Transfert du droit de suite et faute du créancier


droit bancaire interne droit commercial contentieux et arbitrages

Publié le 14 avril 2020 par Denis LAURENT


(Cass Com 5 février 2020 N° 18-22.533)

 

L’article L642-12 alinéa 4 du Code de Commerce institue, en cas de plan de cession, le « transfert du droit de suite »

« Toutefois, la charge des sûretés immobilières et mobilières spéciales garantissant le remboursement d'un crédit consenti à l'entreprise pour lui permettre le financement d'un bien sur lequel portent ces sûretés est transmise au cessionnaire. Celui-ci est alors tenu d'acquitter entre les mains du créancier les échéances convenues avec lui et qui restent dues à compter du transfert de la propriété ou, en cas de location-gérance, de la jouissance du bien sur lequel porte la garantie ».

Dans la mesure où, souvent les sommes restant garanties sont très supérieures à la valeur du gage ou de l’entreprise dans son ensemble, il est fait usage des accords dérogatoires prévus par le texte :

« Il peut être dérogé aux dispositions du présent alinéa par accord entre le cessionnaire et les créanciers titulaires des sûretés. »

 

Dans une affaire (jurisprudence commentée) dans laquelle un ensemble de banques disposait d’un stock gagé (valorisé à plus de 700.000€) avec bénéfice de l’article L642-12 alinéa 4, les établissements ont été amenés à consentir à une cession du stock pour un prix de 107.000 € au cessionnaire de l’entreprise, et ce pour permettre le plan de cession.

Une des banques met ensuite en œuvre le cautionnement du dirigeant ; lequel oppose alors les dispositions de l’article 2314 du Code Civil :

« La caution est déchargée, lorsque la subrogation aux droits, hypothèques et privilèges du créancier, ne peut plus, par le fait de ce créancier, s'opérer en faveur de la caution.
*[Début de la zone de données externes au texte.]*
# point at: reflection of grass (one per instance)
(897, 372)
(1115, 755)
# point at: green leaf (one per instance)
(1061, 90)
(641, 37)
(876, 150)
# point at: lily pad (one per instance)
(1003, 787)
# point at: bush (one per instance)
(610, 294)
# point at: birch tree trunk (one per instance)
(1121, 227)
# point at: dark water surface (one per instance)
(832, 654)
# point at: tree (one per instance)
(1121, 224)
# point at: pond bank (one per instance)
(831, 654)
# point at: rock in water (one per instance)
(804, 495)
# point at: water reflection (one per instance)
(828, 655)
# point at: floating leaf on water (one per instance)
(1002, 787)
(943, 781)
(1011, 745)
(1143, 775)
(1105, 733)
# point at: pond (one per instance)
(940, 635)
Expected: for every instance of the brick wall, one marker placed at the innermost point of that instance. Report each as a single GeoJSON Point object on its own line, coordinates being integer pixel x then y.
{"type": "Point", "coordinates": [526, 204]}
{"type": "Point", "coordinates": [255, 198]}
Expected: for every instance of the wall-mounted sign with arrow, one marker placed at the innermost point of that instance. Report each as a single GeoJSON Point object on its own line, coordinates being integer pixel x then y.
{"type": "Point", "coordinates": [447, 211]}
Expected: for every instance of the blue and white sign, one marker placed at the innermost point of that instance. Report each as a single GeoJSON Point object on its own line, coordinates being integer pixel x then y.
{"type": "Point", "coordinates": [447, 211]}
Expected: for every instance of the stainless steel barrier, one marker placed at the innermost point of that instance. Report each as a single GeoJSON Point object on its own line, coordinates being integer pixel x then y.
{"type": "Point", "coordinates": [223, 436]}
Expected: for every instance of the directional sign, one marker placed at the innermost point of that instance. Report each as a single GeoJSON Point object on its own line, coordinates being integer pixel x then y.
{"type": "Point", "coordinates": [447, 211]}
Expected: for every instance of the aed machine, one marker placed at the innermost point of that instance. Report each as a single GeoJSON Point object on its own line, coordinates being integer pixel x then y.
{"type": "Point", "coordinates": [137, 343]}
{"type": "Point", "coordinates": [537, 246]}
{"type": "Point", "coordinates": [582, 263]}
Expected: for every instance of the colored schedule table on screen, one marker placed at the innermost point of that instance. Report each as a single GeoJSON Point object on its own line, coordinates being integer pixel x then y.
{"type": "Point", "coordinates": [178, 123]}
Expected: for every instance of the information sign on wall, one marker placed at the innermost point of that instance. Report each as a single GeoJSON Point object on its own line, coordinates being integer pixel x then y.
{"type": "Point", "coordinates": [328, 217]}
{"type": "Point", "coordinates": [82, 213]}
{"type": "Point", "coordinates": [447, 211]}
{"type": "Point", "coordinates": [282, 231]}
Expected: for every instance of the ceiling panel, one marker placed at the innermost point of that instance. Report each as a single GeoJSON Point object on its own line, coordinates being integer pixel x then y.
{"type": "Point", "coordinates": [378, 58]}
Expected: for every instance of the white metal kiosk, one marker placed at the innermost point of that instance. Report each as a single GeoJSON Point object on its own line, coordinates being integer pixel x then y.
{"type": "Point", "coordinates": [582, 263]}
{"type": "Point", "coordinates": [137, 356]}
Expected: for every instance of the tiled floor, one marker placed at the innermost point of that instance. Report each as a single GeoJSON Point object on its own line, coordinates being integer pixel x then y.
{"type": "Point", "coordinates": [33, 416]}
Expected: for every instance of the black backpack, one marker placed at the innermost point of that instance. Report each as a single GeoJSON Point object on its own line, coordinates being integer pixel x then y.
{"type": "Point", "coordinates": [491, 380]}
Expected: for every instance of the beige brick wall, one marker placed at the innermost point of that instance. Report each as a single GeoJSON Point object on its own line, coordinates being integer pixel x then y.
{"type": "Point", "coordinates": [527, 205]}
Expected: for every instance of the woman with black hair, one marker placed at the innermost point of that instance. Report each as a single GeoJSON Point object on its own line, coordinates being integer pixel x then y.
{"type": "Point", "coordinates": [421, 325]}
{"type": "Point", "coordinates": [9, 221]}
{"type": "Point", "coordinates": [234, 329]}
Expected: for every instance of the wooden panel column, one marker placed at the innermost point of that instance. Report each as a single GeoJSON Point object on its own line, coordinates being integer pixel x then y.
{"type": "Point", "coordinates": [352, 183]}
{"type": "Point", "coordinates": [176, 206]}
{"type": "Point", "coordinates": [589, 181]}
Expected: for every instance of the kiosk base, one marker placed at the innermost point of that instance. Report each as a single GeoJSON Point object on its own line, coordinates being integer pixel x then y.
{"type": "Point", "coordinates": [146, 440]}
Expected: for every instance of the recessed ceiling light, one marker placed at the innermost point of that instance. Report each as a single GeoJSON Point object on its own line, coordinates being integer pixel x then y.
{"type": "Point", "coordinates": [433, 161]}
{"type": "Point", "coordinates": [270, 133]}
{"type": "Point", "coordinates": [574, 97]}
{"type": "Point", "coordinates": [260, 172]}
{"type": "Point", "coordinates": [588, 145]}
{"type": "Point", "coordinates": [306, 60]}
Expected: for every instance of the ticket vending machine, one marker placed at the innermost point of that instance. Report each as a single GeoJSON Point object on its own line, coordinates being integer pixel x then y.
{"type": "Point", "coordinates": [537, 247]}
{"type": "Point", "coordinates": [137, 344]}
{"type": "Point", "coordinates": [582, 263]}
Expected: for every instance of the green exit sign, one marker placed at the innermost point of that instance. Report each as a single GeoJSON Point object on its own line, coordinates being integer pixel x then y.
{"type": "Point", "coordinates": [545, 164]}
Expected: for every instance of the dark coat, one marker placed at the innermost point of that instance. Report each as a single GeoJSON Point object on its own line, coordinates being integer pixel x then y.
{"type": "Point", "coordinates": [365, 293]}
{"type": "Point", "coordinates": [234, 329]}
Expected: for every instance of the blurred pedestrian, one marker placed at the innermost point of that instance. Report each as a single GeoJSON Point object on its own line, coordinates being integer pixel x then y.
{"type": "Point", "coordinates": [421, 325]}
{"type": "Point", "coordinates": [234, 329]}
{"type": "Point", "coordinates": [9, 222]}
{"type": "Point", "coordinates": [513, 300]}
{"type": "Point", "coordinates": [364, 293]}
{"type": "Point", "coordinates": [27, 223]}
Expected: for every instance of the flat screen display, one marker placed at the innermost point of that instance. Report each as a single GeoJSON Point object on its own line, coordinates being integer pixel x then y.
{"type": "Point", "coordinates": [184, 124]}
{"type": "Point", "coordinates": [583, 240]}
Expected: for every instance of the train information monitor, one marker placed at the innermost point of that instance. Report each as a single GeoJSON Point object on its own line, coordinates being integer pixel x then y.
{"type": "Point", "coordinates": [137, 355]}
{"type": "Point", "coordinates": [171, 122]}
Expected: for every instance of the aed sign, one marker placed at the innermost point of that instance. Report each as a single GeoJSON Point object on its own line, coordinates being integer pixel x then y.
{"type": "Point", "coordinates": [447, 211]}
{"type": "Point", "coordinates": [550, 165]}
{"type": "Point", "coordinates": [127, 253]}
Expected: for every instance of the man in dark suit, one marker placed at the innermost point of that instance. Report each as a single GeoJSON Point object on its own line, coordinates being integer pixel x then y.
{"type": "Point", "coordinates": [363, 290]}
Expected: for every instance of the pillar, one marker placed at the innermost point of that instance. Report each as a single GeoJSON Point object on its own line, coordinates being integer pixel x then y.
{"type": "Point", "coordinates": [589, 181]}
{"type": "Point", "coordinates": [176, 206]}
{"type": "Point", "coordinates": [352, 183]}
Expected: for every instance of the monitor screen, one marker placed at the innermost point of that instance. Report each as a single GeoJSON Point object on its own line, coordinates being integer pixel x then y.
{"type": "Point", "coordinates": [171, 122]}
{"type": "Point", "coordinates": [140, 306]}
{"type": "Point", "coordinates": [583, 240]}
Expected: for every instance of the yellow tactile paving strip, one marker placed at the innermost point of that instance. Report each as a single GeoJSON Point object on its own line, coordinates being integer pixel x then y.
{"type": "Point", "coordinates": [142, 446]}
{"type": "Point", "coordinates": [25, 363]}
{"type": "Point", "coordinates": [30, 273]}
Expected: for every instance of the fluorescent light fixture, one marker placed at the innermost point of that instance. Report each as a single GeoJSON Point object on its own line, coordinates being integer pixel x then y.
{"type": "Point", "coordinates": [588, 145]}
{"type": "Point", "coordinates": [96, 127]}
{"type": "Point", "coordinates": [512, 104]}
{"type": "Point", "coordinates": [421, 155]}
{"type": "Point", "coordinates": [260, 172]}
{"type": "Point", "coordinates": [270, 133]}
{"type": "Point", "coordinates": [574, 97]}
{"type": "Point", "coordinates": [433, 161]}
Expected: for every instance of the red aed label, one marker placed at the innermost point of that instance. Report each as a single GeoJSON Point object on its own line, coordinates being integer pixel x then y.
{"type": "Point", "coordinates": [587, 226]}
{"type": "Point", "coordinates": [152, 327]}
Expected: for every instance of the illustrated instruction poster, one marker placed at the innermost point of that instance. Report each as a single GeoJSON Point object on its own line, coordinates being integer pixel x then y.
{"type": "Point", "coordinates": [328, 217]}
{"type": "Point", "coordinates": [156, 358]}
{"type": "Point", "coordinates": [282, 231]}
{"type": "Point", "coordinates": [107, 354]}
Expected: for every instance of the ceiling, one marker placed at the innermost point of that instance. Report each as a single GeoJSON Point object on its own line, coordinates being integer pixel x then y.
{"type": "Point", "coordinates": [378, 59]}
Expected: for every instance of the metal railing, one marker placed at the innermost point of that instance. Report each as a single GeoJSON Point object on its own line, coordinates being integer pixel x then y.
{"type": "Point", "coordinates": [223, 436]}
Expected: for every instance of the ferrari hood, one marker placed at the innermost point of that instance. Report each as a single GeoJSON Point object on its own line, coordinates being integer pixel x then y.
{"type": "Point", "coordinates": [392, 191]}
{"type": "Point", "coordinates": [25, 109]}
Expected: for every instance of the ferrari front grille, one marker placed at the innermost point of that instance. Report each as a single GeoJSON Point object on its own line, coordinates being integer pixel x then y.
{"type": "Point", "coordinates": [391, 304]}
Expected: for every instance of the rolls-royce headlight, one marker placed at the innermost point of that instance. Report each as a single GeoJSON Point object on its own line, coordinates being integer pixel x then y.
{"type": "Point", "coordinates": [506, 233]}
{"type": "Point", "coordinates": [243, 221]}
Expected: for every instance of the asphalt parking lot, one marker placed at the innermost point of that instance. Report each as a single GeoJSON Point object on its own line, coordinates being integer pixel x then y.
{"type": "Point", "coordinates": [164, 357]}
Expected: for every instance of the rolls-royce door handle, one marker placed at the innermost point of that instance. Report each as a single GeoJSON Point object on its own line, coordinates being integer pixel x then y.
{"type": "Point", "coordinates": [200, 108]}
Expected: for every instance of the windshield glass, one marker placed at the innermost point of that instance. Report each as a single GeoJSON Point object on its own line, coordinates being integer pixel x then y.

Toute clause contraire est réputée non écrite. »

La caution (qui en tant que dirigeant avait pourtant participé à la cession des stocks) opposait à la banque cette « perte de subrogation » car l’établissement avait accepté, avec les autres banques, une cession pour un prix dérisoire.

Assez classiquement, la Cour d’Appel décide que :

« en acceptant avec les autres établissements bancaires l'offre du repreneur de réduction de la valeur du stock gagé, dans le cadre d'un accord dérogatoire autorisé par les dispositions de l'article L.642-12 du code du commerce, et à qui il n'est pas reproché d'avoir abusé de son droit de consentir à une telle dérogation, n'a pas commis de faute propre à engager sa responsabilité sur le fondement de l'article 1382 du code civil devenu l'article 1240 ; »

 

Cependant la Cour de Cassation dans son arrêt du 5 février dernier a pris manifestement une position différente :

« Qu'en se déterminant ainsi, sans rechercher, comme elle y était invitée, si, en acceptant l'offre du cessionnaire de reprise du stock gagé pour une valeur prétendument dérisoire, tout en se sachant par ailleurs garantie par le cautionnement litigieux, la banque n'avait pas empêché la subrogation de la caution dans des droits qui pouvaient lui profiter, et donc commis une faute de nature à engager sa responsabilité civile, la cour d'appel n'a pas donné de base légale à sa décision »

 

Bien entendu, l’appréciation du caractère éventuellement dérisoire et de la faute appartiendra à la Cour de Renvoi.

 

Néanmoins, la Cour de Cassation ouvre en grand la contestation des cautionnements à raison de situations où les établissements bancaires n’ont, la plupart du temps, que très peu d’option.

 

Ainsi : Que peut faire une banque dans la situation (fréquente) où il n’y a qu’un seul réel candidat à la reprise, lequel soumet son offre à un accord dérogatoire dans des conditions drastiques ? La banque doit-elle refuser l’accord du fait de sa garantie et condamner l’Entreprise à la liquidation judiciaire et donc la fermeture avec licenciements ?

 

Il est manifeste que :

- soit cette jurisprudence va évoluer dans son principe

- soit l’appréciation de la faute par les juridictions du fond limitera l’application de cette défense aux cas véritables d’abus (notamment ceux où les banques disposeraient de plusieurs solutions totalement équivalentes pour elles et auraient choisi celle défavorable au garant).

 

En l’attente, il doit être recommandé de conserver le plus possible d’informations et pièces, sur le contexte de ces propositions d’accords dérogatoires pour justifier ultérieurement de ces éléments dans le cadre des contestations des garants.